Di Pino Daniele ce ne sono stati almeno due. Il primo è il rivoluzionario con la chitarra, quel Masaniello «crisciuto» che ha portato a un punto di fusione napoletano, italiano e inglese, tradizioni musicali sorte ai piedi del Vesuvio e blues, con un'originalissima «cazzimma» capace di restituire, sotto forma di poesia istintiva, tutte le contraddizioni del mondo da cui proveniva.
Il secondo comincia nel 1993, con l'album «Che Dio ti benedica»: è quello che un po' alla volta lascia le sonorità black per il pop, la scrittura in lingua napoletana per quella in italiano e forse dovremmo aggiungere la città di Napoli per quella di Roma e, quindi, la Toscana. È pure quello che, con l'album «Dimmi cosa succede sulla terra», arriverà al milione di copie vendute.
Con la disputa tra familiari e fan sul luogo in cui celebrare i funerali è come se il primo fosse entrato idealmente in rotta di collisione con il secondo. Da un lato la famiglia, intesa come la compagna e i cinque figli, che aveva scelto Roma; dall'altro la famiglia, intesa come fratelli e nipoti, che pretendevano Napoli. Alla fine si è optato per una saggia mediazione: Pino Daniele avrà due pubblici commiati. Il primo, quest'oggi alle 12 presso il Santuario del Divino Amore della Capitale, il secondo alle 19 presso la Basilica reale di San Francesco di Paola a piazza Plebiscito. Quella stessa piazza più volte riempita in vita dal «Nero a metà» che ieri sera ha visto riunirsi spontaneamente 100mila persone per intonare «Napule è».
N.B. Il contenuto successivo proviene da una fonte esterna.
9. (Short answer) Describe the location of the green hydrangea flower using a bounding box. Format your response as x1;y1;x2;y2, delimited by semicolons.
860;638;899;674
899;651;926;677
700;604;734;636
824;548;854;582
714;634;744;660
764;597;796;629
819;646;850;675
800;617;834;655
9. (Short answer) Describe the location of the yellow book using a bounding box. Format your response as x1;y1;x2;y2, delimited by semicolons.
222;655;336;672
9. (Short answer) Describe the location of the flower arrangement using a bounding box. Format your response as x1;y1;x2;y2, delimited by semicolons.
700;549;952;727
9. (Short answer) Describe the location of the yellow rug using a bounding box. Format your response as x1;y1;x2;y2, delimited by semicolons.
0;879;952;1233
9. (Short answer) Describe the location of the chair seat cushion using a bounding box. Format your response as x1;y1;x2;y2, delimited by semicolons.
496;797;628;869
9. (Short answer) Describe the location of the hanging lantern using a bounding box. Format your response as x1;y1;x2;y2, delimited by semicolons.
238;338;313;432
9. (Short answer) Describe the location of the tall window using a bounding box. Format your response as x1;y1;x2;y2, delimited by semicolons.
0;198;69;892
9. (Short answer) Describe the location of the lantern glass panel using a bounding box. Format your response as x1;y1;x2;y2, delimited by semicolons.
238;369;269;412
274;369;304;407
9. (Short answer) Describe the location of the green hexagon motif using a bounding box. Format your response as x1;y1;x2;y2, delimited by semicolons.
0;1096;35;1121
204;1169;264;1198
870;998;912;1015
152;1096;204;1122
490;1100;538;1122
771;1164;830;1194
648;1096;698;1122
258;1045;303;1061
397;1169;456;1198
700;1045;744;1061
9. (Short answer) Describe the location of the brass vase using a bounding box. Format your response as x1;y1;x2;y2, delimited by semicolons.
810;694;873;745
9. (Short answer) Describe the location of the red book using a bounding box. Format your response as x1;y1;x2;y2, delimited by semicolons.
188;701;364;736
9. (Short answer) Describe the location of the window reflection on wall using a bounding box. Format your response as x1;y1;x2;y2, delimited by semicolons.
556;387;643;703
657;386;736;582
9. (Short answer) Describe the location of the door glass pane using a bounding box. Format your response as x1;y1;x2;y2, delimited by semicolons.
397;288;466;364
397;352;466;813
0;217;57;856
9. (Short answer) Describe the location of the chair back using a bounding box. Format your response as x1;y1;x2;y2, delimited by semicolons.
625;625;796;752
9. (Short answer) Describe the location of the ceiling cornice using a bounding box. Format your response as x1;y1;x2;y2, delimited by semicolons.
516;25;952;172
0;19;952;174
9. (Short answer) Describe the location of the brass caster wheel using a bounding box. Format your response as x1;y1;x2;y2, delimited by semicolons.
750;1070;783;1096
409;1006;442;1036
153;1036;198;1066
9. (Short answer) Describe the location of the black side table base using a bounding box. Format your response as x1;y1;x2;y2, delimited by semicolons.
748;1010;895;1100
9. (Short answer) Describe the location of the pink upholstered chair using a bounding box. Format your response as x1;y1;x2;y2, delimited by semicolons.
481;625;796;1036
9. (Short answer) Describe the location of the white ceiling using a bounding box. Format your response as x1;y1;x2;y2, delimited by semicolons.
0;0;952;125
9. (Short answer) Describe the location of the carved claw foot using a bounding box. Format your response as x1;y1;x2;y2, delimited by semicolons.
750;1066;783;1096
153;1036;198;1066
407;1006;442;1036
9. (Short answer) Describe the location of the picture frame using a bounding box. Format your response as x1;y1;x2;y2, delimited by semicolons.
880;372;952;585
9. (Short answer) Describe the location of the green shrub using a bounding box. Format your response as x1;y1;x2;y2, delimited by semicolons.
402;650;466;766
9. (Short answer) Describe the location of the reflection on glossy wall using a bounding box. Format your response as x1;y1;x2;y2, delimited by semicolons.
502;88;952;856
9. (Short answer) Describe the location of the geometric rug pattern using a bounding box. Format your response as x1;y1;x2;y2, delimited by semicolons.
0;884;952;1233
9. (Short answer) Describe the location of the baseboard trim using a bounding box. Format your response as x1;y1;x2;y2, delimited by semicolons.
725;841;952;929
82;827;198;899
Proprio dimostrazioni d'affetto come questo flash mob auto-convocatosi in rete devono aver contribuito alla decisione di celebrare il rito funebre in due città, un po' come fu per Totò che nel 1967 fu salutato a Roma e ben due volte a Napoli (la seconda, come omaggio postumo di un uomo di rispetto della Sanità, addirittura con una bara vuota). E se ancora non ci sono certezze su quale comune toscano accoglierà le spoglie mortali del cantautore di «Terra mia», il sindaco di Napoli Luigi de Magistris già annuncia una strada o una piazza a lui intitolata. Dinamiche convulse e smisurate, in una parola napoletane che, in tutta probabilità, il primo Daniele si sarebbe divertito a mettere in musica.
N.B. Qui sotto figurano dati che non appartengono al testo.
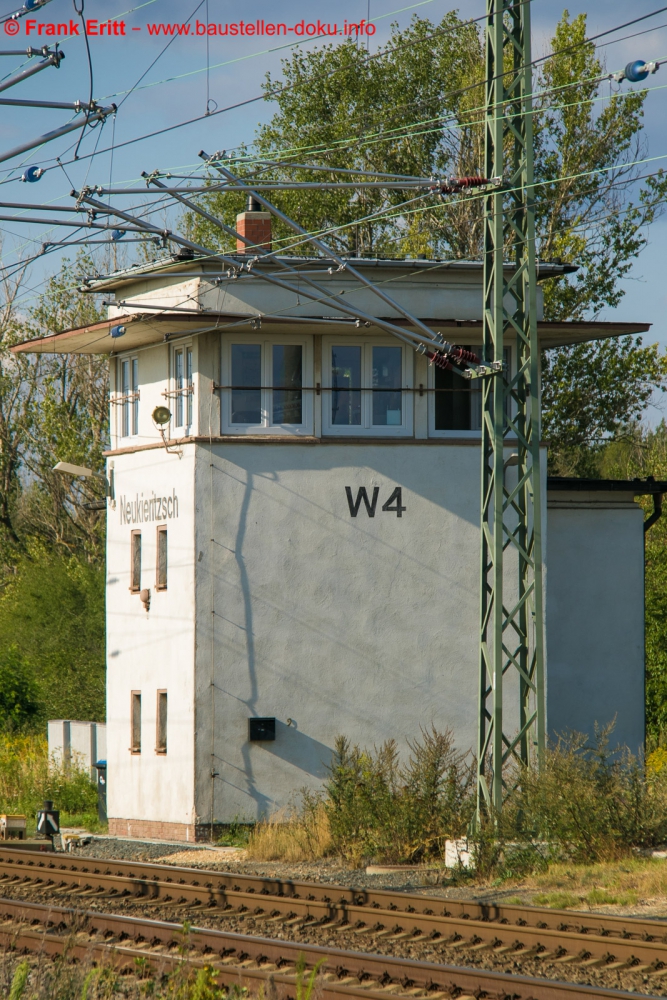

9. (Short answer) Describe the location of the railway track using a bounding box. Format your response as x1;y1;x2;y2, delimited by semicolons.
0;848;667;973
0;897;664;1000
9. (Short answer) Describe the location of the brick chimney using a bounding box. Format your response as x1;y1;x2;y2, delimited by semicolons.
236;194;271;253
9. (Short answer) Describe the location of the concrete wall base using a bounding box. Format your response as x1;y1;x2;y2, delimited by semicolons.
109;817;198;843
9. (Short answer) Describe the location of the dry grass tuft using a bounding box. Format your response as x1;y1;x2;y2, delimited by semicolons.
247;802;332;862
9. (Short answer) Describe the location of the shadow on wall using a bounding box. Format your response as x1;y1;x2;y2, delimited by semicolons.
255;719;333;778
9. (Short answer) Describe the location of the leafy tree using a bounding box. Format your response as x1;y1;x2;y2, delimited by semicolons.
0;545;105;724
0;645;40;731
0;256;108;568
542;337;667;477
188;11;667;474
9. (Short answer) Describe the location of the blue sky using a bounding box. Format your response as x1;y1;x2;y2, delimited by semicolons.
0;0;667;414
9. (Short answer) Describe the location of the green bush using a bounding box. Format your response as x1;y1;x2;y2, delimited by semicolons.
500;727;667;862
0;734;97;819
325;728;474;864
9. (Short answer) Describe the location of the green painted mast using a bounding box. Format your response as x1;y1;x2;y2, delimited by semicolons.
477;0;546;822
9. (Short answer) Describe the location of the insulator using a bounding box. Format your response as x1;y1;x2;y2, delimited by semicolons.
426;351;453;371
439;177;490;194
21;167;44;184
449;347;482;365
623;59;649;83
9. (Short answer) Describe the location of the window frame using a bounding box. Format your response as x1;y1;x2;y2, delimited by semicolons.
113;354;141;441
130;690;141;754
167;341;195;435
130;528;142;594
426;344;514;441
321;335;414;437
155;688;169;757
220;334;314;437
155;524;169;593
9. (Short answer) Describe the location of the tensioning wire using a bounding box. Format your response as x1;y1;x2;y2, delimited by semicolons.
100;0;460;101
98;0;667;152
217;69;667;174
0;0;536;177
2;8;667;274
213;144;667;250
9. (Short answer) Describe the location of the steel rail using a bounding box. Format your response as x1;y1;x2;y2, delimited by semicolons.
0;849;667;968
0;897;660;1000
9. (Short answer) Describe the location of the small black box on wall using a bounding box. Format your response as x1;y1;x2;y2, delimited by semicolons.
248;719;276;742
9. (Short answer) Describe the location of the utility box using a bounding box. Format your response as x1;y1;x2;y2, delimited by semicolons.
0;813;26;840
95;760;107;823
47;719;107;781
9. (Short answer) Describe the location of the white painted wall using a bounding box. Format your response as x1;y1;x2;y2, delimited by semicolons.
547;492;644;752
107;447;195;823
195;441;532;821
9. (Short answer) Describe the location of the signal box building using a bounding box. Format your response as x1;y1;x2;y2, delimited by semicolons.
18;213;667;840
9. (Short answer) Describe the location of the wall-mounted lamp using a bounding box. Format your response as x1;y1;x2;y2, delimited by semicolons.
151;406;183;458
53;462;116;510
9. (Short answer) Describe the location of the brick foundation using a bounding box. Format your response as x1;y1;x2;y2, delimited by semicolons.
236;212;271;253
109;818;198;844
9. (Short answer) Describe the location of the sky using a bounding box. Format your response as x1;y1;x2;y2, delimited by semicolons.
0;0;667;420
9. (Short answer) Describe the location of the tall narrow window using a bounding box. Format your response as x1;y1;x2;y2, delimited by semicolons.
185;347;193;427
120;358;130;437
373;347;403;427
272;344;303;424
119;358;139;437
155;691;167;753
155;525;167;590
331;344;361;427
132;358;139;434
130;531;141;594
231;344;262;424
130;691;141;753
174;351;184;427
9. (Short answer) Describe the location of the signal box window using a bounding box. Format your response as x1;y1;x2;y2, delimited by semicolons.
118;358;139;437
322;338;412;436
429;345;510;434
222;338;312;434
174;347;194;427
433;356;482;431
155;691;167;753
130;531;141;594
130;691;141;753
155;525;167;590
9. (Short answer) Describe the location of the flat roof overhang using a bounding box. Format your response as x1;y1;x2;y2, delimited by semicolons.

Niente di convenzionale, com'è stato anche ieri per la camera ardente all'obitorio dell'ospedale Sant'Eugenio di Roma, dove il cantautore è morto tre notti fa. Per ore sono sfilate tantissime persone comuni accanto a colleghi illustri e personaggi pubblici, ma la chiusura anticipata per volontà della famiglia ha provocato la rabbia degli appassionati, alcuni venuti proprio da Napoli, costretti a una lunga attesa al freddo. Anche contro alcuni vip che sarebbero stati fatti entrare lo stesso. Bersagliato dalle polemiche anche Massimo D'Alema, amico personale di Daniele, che ha preferito allontanarsi dall'ospedale. A un certo punto si è diffusa la notizia di una foto della salma di Daniele scattata e postata sul web che, secondo l'amico cantante Enzo Gragnaniello, avrebbe convinto la famiglia a chiudere la sala. La camera ardente è stata quindi riaperta per poco tempo per permettere alla gente di salutare l'artista. Davvero senza precedenti quanto sta accadendo in questi giorni a Napoli. Sarà anche vero che il secondo Pino Daniele ha ottenuto maggiori riscontri di pubblico, ma è lo spirito del primo che ancora oggi continua a stupire. Come la città che lo ha ispirato.